Let us take each theory in turn. The first one, the charitable one, is said to be based on the results of a pilot scheme in Newham and Durham. Labour claims that research into the scheme has demonstrated that free school meals for all “raise attainment”. In fact, it turns out, those responsible for the research have said it is far too early to make that claim. Anyway, it seems to me, there are other ways of ensuring children eat properly at school than making parents of privately educated children pay for the meals of state school children.
The problem, I take it, is that it is thought many parents opt to provide their children with packed lunches which are not nutritious rather than forking out the, very small, daily fee for lunch provided by the schools. I can’t imagine Labour is actually proposing to hand cash over to all these allegedly mean parents to encourage them to furnish their children with better packed lunches. The policy must be to require all children to have the meals provided by the schools, but not to charge them for those meals. I have to say, and many of my six readers will say this is horribly left wing of me, I have always thought it foolish to allow children to bring packed lunches to school. My own, state educated, children went to schools which simply didn’t permit packed lunches at all. We were required to pay extraordinarily modest amounts each term for proper lunches provided by the schools. Since, under Labour’s proposals, schools would have to lay on lunch for all children, I really don’t see what is so awful about requiring parents who can afford to do so to pay for them. There, that’s that theory dealt with.
Will middle class parents of state school children all vote Labour if that party promises to provide free lunches for their children? Of course, voters tend to be selfish. But it does seem to me to be unlikely that those who would otherwise be disposed to vote for other parties will change their allegiance because Labour is promising to save them something like £1.50 a day for school meals for their children. Maybe a few, very few, of them will become Labour supporters as a result of this promised generosity, but most, I suspect, will simply be bemused by the theory that it is the state’s not their, job to feed their children.

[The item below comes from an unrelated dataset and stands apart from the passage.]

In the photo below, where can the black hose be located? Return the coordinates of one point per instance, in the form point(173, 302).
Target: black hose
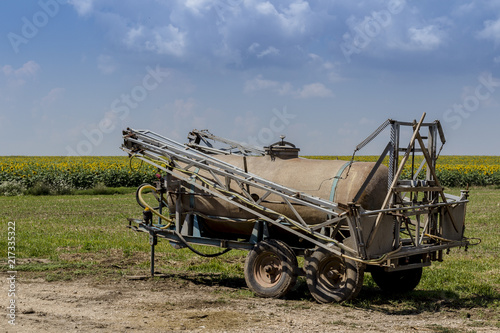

What about the final theory, the one which says that the number of children in private schools will be reduced if their parents are required to fork out £3,000 or more a year to pay for food for the children of well-off parents in the state sector? Well, it is probably true that many parents, faced with a 20% increase in school fees, would be unable to keep their children in private schools. They already give up holidays, new cars etc.. Having to find several thousands of pounds a year extra would be impossible. They would be forced to send their children to state schools. I can see that a certain type of Labour politician would think that to be very good. But the problem is that it would lead to a heavy increase in public expenditure. Parents who opt out of the state sector pay taxes which fund state education which they don’t use. If they have to take their children out of private schools and send them to state schools they will, obviously, increase the bill for state education (and not just by the cost of lunch). So the policy backfires. More money is needed. What will Labour do then? Increase the additional tax on private schools to 30% or 50%? But that will just lead to even more parents sending their children to state schools.
No, sorry to be so brutal, but I think Labour has got itself in an awful muddle with its brand new policy. Let’s hope the next one is better thought out.